Buyers seek stability in big tech firms

By Michelle Kessler
USA Today

SAN FRANCISCO — The economic downturn is boosting some big tech companies as more customers play it safe with limited tech budgets.

Like smaller rivals, big players have been hurt by the poor economy. But some — including Cisco Systems, Dell Computer and Intel — are racking up gains in market share.

Downturns "favor the big guys," says Gartner analyst John Enck, because tech buyers in tough times are often less willing to take a chance. Instead of trying an innovative product or supplier, many are more likely to stick with a proven product and financially stable company, says Michael Kirven, who runs tech-consulting firm Blue Wolf Group. Lately, he often advises clients to stick with big brand names.

The trend could eventually lead to higher prices and less innovation, tech analysts say. No. 2 PC processor maker Advanced Micro Devices has pushed No. 1 Intel to lower prices more and get newer chips to market faster. Likewise, upstarts such as Juniper Networks stepped up heat on leader Cisco.

Microsoft, meanwhile, has 92 percent of the PC operating system market. Five years ago, Windows and related programs made up about 5 percent of the cost of a PC, says IDC analyst Roger Kay. Now — in part because the cost of other components has fallen — it can be as high as 15 percent, Kay says. Microsoft says new features justify new prices.

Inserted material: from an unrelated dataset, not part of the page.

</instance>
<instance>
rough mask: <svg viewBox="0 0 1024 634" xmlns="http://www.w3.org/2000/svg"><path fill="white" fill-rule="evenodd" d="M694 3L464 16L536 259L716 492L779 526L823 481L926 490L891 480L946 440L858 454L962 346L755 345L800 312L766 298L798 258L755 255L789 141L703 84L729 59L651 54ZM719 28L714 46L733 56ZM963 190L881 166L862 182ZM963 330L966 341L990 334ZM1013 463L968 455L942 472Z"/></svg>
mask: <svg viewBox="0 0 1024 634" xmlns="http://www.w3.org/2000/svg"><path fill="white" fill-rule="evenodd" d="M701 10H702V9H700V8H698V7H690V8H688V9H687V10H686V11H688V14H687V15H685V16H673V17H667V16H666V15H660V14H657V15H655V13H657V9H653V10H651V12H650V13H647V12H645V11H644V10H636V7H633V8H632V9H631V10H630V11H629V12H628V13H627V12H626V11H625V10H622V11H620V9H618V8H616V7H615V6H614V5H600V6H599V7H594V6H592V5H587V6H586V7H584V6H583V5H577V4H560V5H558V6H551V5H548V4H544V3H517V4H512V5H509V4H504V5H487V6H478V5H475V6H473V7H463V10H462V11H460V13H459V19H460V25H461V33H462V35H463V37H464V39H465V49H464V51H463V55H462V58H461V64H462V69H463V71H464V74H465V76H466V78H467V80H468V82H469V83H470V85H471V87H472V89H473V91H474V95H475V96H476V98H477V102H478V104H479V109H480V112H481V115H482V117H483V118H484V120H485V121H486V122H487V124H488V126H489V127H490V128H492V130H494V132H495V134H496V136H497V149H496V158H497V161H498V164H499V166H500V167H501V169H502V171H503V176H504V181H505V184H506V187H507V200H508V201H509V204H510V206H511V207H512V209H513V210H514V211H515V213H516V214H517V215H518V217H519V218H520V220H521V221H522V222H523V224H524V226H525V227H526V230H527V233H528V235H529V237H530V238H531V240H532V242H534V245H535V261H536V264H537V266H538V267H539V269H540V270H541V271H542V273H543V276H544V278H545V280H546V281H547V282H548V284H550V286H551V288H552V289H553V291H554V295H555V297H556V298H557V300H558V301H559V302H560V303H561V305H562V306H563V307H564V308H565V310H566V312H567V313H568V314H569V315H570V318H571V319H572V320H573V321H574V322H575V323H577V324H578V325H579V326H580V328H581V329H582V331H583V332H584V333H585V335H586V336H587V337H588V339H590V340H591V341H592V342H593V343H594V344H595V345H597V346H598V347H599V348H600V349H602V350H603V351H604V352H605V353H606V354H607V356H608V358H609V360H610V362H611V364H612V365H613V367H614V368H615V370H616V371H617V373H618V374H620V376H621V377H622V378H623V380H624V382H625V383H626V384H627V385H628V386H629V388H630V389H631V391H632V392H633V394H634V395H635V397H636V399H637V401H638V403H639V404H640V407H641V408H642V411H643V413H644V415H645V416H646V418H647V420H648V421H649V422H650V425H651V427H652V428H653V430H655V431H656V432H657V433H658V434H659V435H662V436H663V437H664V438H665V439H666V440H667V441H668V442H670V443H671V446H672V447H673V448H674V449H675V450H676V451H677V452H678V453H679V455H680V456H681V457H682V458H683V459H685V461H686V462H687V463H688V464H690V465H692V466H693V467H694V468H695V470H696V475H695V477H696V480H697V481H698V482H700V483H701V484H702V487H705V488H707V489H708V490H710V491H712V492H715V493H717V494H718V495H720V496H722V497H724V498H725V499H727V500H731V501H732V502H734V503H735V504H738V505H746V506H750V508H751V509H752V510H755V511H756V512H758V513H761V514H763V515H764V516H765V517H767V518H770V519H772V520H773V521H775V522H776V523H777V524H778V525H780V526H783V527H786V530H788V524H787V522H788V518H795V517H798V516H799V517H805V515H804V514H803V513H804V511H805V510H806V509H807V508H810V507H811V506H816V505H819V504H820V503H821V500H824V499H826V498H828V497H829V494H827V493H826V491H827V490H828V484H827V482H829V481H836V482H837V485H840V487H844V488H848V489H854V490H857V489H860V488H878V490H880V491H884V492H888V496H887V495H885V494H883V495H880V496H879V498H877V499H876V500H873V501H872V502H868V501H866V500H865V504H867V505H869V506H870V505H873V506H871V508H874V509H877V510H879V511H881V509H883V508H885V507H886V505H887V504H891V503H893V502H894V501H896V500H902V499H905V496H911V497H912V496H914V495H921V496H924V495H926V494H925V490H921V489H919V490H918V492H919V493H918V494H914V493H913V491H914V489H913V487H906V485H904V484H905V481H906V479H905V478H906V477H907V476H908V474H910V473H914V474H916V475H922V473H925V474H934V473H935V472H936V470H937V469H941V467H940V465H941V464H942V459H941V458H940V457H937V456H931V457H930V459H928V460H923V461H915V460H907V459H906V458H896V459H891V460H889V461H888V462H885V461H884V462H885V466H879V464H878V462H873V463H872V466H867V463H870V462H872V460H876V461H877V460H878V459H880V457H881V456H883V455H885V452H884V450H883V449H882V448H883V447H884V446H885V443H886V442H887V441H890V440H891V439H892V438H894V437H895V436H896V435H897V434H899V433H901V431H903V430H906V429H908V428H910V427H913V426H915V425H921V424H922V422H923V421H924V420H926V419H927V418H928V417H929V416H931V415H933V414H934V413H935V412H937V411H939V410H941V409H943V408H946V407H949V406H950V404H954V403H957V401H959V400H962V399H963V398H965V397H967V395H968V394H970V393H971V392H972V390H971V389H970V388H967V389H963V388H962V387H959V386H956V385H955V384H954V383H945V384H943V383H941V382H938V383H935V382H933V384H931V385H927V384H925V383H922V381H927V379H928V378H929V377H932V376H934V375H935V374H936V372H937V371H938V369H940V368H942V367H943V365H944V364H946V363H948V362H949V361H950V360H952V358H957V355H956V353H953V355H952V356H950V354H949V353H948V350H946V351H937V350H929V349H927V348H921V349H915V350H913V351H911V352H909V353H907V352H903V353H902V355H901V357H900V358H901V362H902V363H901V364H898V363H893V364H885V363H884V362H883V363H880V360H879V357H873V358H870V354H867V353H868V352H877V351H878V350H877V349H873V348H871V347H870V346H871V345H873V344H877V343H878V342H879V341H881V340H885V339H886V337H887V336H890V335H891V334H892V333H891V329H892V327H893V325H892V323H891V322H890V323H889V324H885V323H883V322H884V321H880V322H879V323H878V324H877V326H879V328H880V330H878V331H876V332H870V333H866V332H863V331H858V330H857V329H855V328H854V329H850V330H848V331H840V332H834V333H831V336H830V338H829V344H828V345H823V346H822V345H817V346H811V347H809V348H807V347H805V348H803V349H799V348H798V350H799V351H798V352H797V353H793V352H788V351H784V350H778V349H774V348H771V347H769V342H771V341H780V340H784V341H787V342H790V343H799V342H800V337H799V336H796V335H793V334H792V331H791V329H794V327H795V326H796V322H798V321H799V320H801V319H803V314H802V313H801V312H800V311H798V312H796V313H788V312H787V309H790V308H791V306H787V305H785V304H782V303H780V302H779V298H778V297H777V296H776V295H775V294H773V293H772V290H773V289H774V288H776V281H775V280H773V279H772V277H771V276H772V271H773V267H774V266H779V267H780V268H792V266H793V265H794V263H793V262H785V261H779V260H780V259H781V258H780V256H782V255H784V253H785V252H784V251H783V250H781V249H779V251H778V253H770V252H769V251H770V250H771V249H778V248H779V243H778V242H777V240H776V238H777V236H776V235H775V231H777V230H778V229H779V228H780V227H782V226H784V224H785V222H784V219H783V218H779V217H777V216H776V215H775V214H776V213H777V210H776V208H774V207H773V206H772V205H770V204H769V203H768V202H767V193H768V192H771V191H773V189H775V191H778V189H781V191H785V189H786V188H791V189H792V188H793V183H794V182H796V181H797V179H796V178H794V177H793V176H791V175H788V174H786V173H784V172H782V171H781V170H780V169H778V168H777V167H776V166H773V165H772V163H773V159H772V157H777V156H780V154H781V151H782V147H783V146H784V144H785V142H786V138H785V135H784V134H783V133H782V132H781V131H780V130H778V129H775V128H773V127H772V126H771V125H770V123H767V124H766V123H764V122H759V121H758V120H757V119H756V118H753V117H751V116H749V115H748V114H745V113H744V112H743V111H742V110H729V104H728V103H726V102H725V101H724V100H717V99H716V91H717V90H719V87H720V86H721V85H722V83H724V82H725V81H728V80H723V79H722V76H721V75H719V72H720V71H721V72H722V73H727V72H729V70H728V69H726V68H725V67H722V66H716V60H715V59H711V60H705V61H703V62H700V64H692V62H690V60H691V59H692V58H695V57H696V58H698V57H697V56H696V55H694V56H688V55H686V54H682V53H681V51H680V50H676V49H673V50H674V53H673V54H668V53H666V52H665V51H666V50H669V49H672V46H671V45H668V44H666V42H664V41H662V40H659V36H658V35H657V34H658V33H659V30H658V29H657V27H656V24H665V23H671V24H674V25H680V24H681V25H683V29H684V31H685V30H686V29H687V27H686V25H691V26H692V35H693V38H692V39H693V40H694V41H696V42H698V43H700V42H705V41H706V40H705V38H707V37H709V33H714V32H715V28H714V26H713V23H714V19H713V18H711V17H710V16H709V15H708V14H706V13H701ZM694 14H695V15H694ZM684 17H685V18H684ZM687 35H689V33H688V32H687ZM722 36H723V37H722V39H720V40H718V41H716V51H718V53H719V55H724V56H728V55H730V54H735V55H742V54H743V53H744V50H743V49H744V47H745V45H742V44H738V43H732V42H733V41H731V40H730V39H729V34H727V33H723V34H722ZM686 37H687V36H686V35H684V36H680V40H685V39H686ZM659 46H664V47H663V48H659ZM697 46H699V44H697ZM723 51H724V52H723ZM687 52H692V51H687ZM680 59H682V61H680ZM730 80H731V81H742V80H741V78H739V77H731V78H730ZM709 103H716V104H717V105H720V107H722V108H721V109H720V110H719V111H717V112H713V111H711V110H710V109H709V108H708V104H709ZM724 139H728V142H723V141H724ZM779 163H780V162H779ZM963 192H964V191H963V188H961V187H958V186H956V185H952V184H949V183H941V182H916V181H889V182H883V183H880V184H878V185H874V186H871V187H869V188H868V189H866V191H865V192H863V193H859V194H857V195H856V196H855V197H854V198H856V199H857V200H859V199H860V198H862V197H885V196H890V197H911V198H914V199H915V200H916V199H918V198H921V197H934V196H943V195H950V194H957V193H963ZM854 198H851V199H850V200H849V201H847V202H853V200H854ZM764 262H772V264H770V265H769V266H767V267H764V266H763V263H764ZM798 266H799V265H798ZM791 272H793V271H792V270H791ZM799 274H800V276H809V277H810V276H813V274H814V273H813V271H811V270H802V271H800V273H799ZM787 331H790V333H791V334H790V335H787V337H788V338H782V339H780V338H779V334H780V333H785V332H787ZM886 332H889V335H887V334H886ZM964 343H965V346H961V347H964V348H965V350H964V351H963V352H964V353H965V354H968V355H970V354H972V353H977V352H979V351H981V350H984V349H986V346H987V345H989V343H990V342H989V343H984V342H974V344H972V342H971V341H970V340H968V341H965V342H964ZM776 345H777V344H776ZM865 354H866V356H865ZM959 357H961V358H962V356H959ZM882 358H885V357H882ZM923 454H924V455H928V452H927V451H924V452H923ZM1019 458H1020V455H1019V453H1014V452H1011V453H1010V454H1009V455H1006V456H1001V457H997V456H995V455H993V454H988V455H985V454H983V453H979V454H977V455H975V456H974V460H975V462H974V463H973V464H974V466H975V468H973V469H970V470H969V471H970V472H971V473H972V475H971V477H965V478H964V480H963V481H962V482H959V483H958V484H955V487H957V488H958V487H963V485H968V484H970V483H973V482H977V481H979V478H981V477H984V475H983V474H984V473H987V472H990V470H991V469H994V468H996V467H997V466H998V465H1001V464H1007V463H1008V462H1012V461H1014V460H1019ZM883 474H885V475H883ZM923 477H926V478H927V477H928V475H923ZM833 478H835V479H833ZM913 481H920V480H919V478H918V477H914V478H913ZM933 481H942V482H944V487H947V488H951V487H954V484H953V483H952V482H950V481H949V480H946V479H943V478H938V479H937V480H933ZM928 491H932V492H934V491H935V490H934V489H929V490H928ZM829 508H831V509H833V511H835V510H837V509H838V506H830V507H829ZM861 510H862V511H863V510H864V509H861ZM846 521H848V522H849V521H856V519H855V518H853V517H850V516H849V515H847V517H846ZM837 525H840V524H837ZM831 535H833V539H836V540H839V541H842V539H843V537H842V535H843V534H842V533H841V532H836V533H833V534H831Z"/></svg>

The strong are stronger in:

  • PCs. Dell, the No. 1 PC maker in the United States, saw its U.S. market share in the last quarter grow to about 27 percent from 24 percent a year ago, says research firms Gartner and IDC. Much of that was grabbed from No. 4 Gateway. Its share fell to about 6 percent from 8 percent a year earlier.
  • Communications gear. Cisco had almost 15 percent of the worldwide communications equipment market in the most recent quarter. That's up from 10 percent in the same period a year ago, says Synergy Research Group. Rivals such as Juniper, Ciena and Nortel Networks lost share during that time. In Ethernet switches alone, Cisco's market share rose to 69 percent from 61 percent, says researcher Dell'Oro Group.
  • PC processors. In the second quarter, Intel nabbed 92 percent of the market share for PC processors — up from 88 percent in the same period a year earlier, IDC says. During the same time, AMD's share fell to 8 percent from 11 percent.

Size alone doesn't ensure gains in market share. Many factors play a role in how competitive a company is. But the strong are likely to get stronger until the economy picks up, says IDC's Kay. Most vulnerable are small companies that sell expensive business products.

Smaller companies are doing everything they can to reassure customers they are a safe bet, even during a downturn. Juniper, for example, is partnering with larger firms such as Siemens and Alcatel.